4. Aumentar nuevamente los recursos del FMI, para que preste en la emergencia, para lo que también se procura el apoyo del G-20.

Este es un punto en controversia, porque no hay consenso entre los propios europeos, y si lo hubiera, la medida escapa a la esfera de decisión europea; debe contar con el respaldo de otros países miembros del organismo y por ahora Estados Unidos rechaza que se recurra nuevamente a fondos multilaterales, y pide a Europa que se haga cargo con fondos propios.

Algunos grandes emergentes adelantan su apoyo a recapitalizar el Fondo; a lo que también se opone Estados Unidos, Japón y Alemania, porque con un mayor aporte al organismo estos países reclamarían también mayor participación en la toma de decisiones, incluidas las de condicionalidad de la ayuda.  Sobre este tema la Presidenta del Brasil, Dilma Rousseff, por ejemplo, anunció recientemente que su Gobierno estudia la posibilidad de aumentar su aporte al FMI, pero que Brasil  usará su posición de acreedor en el organismo para evitar que éste imponga sus tradicionales condiciones de ajuste.

5. Aumentar los recursos del Fondo Europeo de Estabilidad Financiera, que ya cuenta con 400.000 millones de euros, para que sea éste el prestamista de último recurso.

Por otra parte, y como parte de las negociaciones se debate además la aplicación en todo el bloque europeo y/o a nivel global, de una tasa Tobin a las transacciones financieras, medida apoyada por Francia y Alemania, pero resistida por el Reino Unido, que ya tiene sus propio proyecto para proteger a su banca minorista y dejar en libertad de acción a la banca de inversiones, y porque teme que los bancos de la City Londinense se muden a jurisdicciones menos gravadas.

Según se alega se recaudarían con este impuesto unos 57.000 millones de euros a partir de 2014, cifra nada despreciable, pero insignificante frente a los valores de deuda que registra Europa: se estima que la deuda de España + Italia + Portugal + Grecia, ronda los 3.500 billones de euros. Frente a esta disparidad de escala, y de oportunidad, la medida es ajena a la emergencia, aunque sirva de advertencia a los especuladores.

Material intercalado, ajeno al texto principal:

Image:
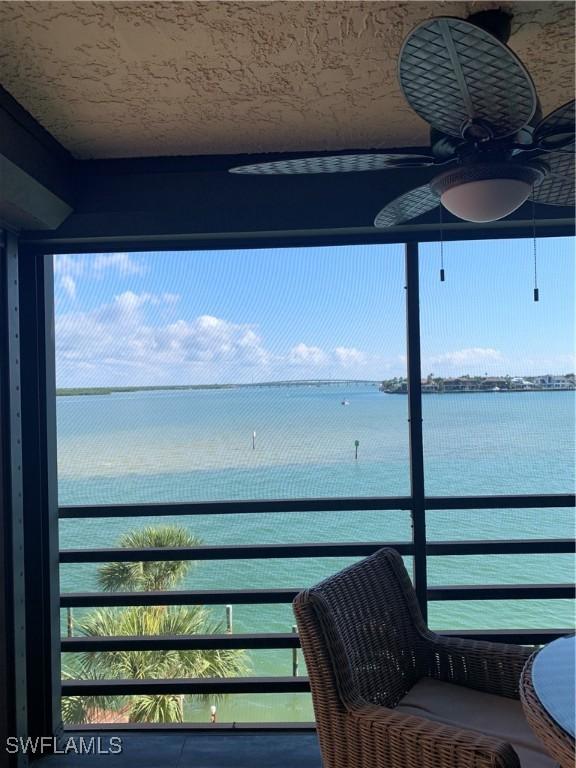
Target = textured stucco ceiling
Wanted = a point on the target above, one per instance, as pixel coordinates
(129, 79)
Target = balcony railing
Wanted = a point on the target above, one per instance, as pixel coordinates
(250, 596)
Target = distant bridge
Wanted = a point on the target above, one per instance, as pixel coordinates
(313, 383)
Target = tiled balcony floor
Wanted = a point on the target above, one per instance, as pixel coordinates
(198, 750)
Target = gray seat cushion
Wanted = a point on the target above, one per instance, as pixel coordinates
(484, 713)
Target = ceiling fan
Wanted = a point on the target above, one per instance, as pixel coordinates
(490, 150)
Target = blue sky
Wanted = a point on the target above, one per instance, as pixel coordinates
(242, 316)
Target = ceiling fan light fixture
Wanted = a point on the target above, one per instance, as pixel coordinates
(484, 193)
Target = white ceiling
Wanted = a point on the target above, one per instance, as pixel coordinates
(128, 79)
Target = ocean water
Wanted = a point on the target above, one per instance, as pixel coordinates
(196, 445)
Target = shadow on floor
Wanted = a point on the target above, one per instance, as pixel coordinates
(196, 750)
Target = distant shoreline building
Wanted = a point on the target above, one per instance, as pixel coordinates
(439, 385)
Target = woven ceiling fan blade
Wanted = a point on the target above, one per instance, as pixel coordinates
(377, 161)
(453, 72)
(557, 187)
(557, 128)
(408, 206)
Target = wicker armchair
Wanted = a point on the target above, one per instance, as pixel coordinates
(377, 674)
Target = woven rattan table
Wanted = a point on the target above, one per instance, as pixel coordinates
(547, 691)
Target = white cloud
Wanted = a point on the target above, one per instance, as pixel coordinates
(303, 354)
(467, 356)
(116, 344)
(350, 356)
(69, 285)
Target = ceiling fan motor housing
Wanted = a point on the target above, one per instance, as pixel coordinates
(483, 192)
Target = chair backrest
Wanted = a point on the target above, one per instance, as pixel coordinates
(365, 623)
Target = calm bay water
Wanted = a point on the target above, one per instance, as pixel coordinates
(197, 446)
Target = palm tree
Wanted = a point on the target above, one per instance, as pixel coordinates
(146, 620)
(148, 576)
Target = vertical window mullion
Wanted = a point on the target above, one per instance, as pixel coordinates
(415, 424)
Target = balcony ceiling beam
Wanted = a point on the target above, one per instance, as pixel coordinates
(36, 173)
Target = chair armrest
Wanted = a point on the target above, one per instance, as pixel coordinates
(415, 742)
(484, 666)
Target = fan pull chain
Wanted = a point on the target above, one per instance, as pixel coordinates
(441, 247)
(536, 291)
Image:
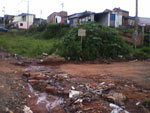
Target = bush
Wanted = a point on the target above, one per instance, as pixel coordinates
(37, 27)
(55, 30)
(99, 42)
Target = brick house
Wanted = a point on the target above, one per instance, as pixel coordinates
(58, 17)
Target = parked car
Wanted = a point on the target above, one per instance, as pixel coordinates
(3, 29)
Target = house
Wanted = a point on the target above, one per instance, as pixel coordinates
(109, 18)
(125, 15)
(1, 21)
(38, 21)
(58, 17)
(144, 21)
(79, 18)
(9, 18)
(23, 21)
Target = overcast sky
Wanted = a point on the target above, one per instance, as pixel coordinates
(15, 7)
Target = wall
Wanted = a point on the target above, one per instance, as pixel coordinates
(52, 17)
(118, 20)
(30, 18)
(17, 18)
(103, 19)
(24, 24)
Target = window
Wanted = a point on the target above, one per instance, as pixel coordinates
(21, 24)
(24, 18)
(112, 17)
(89, 18)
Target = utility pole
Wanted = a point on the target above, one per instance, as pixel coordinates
(136, 25)
(4, 16)
(62, 4)
(28, 14)
(40, 16)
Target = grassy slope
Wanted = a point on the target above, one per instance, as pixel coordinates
(25, 45)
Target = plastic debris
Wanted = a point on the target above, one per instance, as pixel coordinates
(74, 93)
(27, 109)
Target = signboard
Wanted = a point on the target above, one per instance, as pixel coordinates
(82, 32)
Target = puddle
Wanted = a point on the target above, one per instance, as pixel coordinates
(50, 104)
(35, 68)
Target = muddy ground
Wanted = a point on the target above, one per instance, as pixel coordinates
(27, 87)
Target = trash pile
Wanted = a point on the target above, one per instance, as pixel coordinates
(78, 96)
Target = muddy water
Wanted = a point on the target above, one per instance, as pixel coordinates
(44, 103)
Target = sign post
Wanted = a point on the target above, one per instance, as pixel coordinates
(82, 33)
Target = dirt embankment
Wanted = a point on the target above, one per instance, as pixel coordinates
(73, 88)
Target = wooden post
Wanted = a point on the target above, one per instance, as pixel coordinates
(136, 25)
(142, 35)
(149, 37)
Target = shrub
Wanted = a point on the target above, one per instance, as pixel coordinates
(99, 42)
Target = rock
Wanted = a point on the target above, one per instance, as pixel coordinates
(9, 111)
(117, 98)
(66, 92)
(50, 89)
(74, 93)
(40, 77)
(44, 54)
(73, 88)
(33, 81)
(138, 103)
(117, 109)
(26, 74)
(27, 109)
(79, 101)
(54, 58)
(102, 83)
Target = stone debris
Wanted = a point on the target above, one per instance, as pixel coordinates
(117, 109)
(54, 58)
(27, 109)
(74, 93)
(117, 98)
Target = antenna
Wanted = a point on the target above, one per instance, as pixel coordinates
(62, 5)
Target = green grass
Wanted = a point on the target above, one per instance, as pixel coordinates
(25, 45)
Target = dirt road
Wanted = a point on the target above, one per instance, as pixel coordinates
(136, 71)
(47, 88)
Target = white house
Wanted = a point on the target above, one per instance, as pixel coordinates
(23, 21)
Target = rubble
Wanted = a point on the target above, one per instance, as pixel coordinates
(53, 58)
(74, 93)
(117, 109)
(27, 109)
(117, 98)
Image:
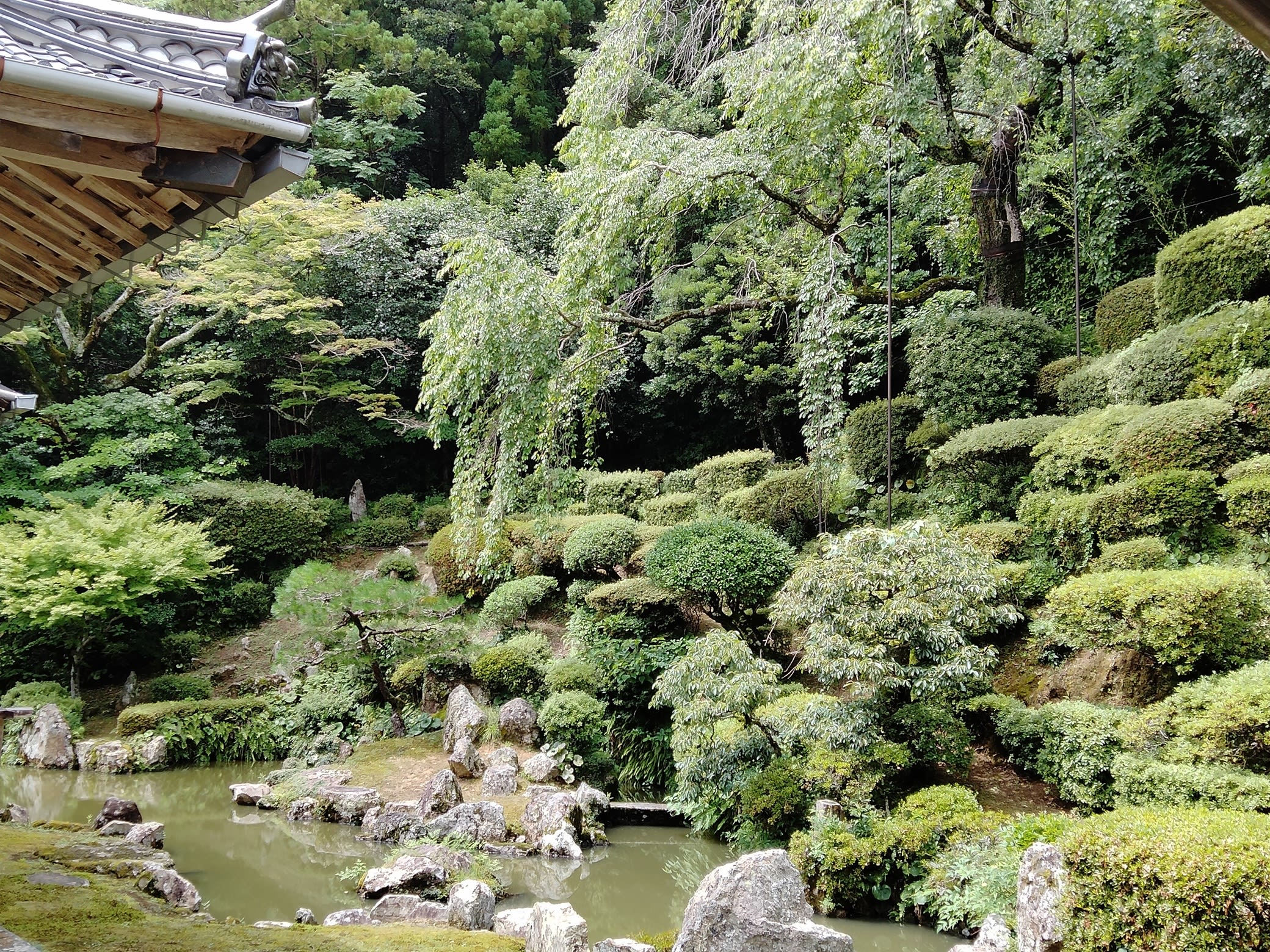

Las propuestas inquietan más de lo que tranquilizan

Salvo el novedoso reconocimiento oficial de una quita mayor al valor de la deuda griega y la presión por la aplicación global de la tasa Tobin, los anuncios mencionados no difieren de las medidas adoptadas previamente, con los resultados que están a la vista.

Si esto es todo lo que tienen, la cosa empeora. El mundo –países y personas comunes– esperaban algo más, bastante más que otro programa para recapitalizar a la banca y a los prestamistas de último recurso.

Era de esperar, a esta altura, que finalmente aplicaran una reestructuración negociada de la deuda en problemas, para evitar el default y el contagio, y para que los recursos pudieran destinarse a planes de recuperación y no al pago de deudas.

De momento Europa no parece advertirlo, o no quiere reconocerlo, pero marcha sin pausa hacia una reestructuración generalizada de deudas soberanas en problemas.

Puede hacerlo ahora como una opción de salida, en forma medianamente ordenada y negociada, repartiendo las pérdidas con quienes tomaron los riesgos y cargando los costos sobre los que especularon, o tendrá que enfrentarlo luego, cuando sea inevitable, para recomponer los destrozos de la bancarrota.